Don Antonio follows the Knight of the White Moon to his hotel room to find out his true identity. The Knight tells him that he is the student Sansón Carrasco, and he has tricked Quixote into returning to the village so that he might regain his sanity. Don Antonio scolds the student for trying to cure such a wonderful madness, and predicts that no cure is possible. Meanwhile, Don Quixote stays in bed for six days, bruised and depressed. Don Antonio announces that the renegade has returned with Don Gaspar; the news only make Quixote sad, because it means he won’t get to rescue the boy himself.
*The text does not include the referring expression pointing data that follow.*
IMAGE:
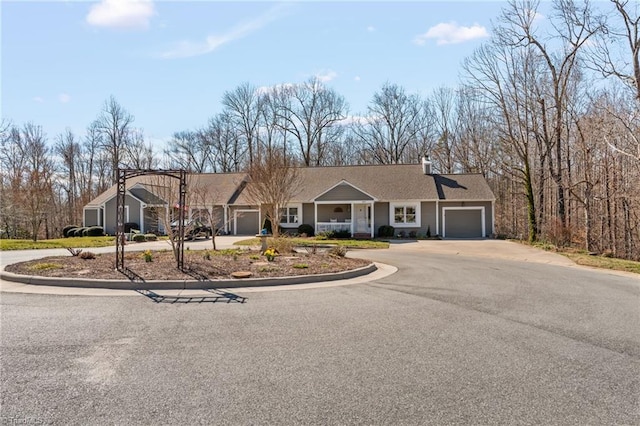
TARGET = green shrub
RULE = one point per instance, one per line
(339, 251)
(342, 234)
(66, 229)
(139, 238)
(95, 231)
(86, 255)
(326, 235)
(147, 255)
(282, 244)
(307, 229)
(386, 231)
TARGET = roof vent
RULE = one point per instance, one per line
(426, 165)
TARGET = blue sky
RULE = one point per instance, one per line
(169, 63)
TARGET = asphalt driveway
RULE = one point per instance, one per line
(455, 336)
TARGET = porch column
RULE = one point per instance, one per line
(225, 218)
(351, 218)
(142, 207)
(437, 218)
(493, 217)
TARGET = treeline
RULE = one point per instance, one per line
(548, 110)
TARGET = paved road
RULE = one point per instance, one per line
(461, 337)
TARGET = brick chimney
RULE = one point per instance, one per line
(426, 165)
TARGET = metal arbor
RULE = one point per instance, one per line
(123, 175)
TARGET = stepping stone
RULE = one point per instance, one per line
(241, 274)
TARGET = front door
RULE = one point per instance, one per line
(362, 218)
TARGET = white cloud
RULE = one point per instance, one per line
(122, 14)
(326, 76)
(186, 49)
(451, 33)
(264, 90)
(356, 119)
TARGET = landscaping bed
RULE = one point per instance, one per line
(205, 264)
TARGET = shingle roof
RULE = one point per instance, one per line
(389, 183)
(220, 188)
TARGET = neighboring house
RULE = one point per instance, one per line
(358, 199)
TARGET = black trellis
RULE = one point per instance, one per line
(123, 175)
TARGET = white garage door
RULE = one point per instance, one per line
(463, 222)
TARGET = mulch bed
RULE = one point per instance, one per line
(217, 265)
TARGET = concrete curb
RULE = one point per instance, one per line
(185, 284)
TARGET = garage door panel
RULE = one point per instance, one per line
(463, 224)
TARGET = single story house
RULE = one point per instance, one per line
(357, 199)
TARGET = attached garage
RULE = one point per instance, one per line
(463, 222)
(247, 222)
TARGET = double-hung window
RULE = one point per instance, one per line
(405, 214)
(290, 215)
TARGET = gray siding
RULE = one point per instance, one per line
(428, 217)
(308, 214)
(248, 223)
(344, 192)
(110, 213)
(487, 212)
(326, 212)
(380, 216)
(463, 224)
(90, 217)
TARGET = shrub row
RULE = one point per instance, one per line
(140, 238)
(82, 231)
(386, 231)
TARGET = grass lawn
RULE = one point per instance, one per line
(309, 242)
(604, 262)
(75, 242)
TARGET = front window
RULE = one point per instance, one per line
(289, 216)
(405, 215)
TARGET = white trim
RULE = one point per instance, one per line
(437, 217)
(482, 218)
(373, 219)
(493, 219)
(300, 220)
(225, 216)
(340, 183)
(416, 205)
(142, 207)
(235, 218)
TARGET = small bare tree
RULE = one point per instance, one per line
(209, 203)
(273, 181)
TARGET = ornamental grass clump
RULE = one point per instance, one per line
(270, 254)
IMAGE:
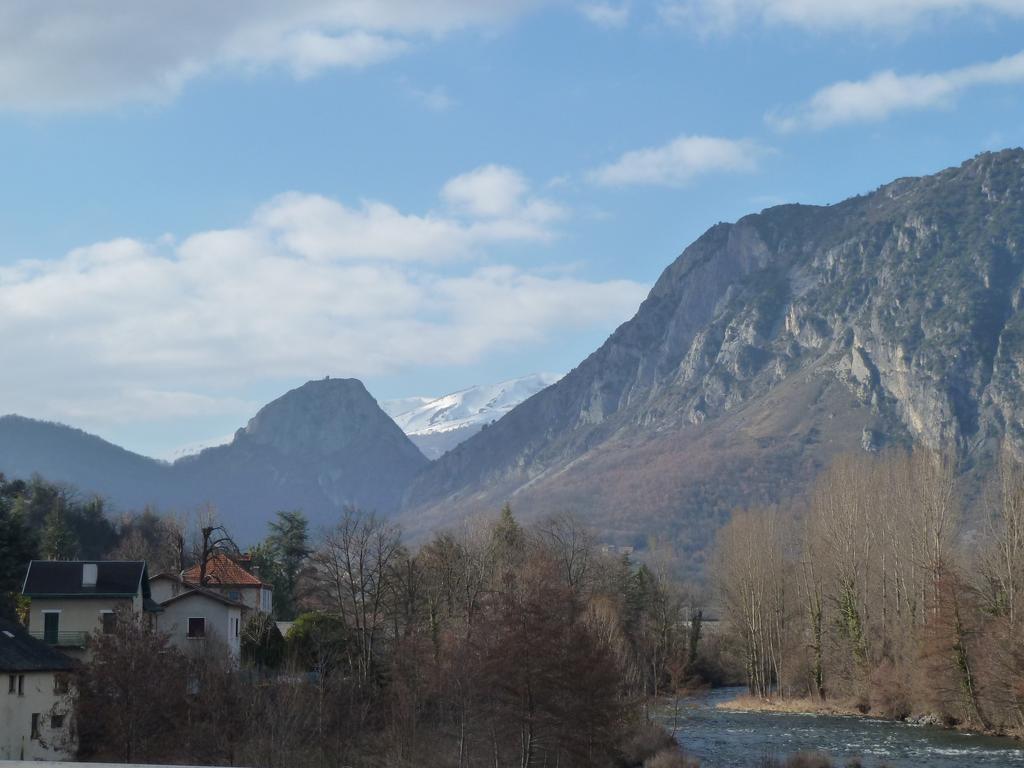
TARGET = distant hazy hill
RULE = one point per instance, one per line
(68, 455)
(438, 424)
(765, 348)
(317, 448)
We have compared Don Antonio’s trickery to that of the Duke and Duchess. But it seems that his attitude toward Quixote’s fantasies is quite different, and more respectful; although he considers his fantasies a kind of madness, it is a wonderful madness. In this, he resembles the poet Don Lorenzo. He brings up a familiar question: what is Quixote’s madness? It is a certain kind of personhood, or is it an incurable illness?
Don Gaspar joyfully reunites with Ana Félix. Don Antonio offers to pull some strings and obtain permission for Ana and Ricote to stay in Spain, but Ricote declines the favor, explaining that the King of Spain was right to cleanse the country so completely. In a few days Sancho and Quixote leave Barcelona and begin travelling back to their village.
Once again, Cervantes makes a Morisco support the Expulsion of the Moriscos – a puzzling and paradoxical move. Through Ricote, Cervantes acknowledges that the brutal expulsion did serve to protect Spain from a real threat of internal enemies.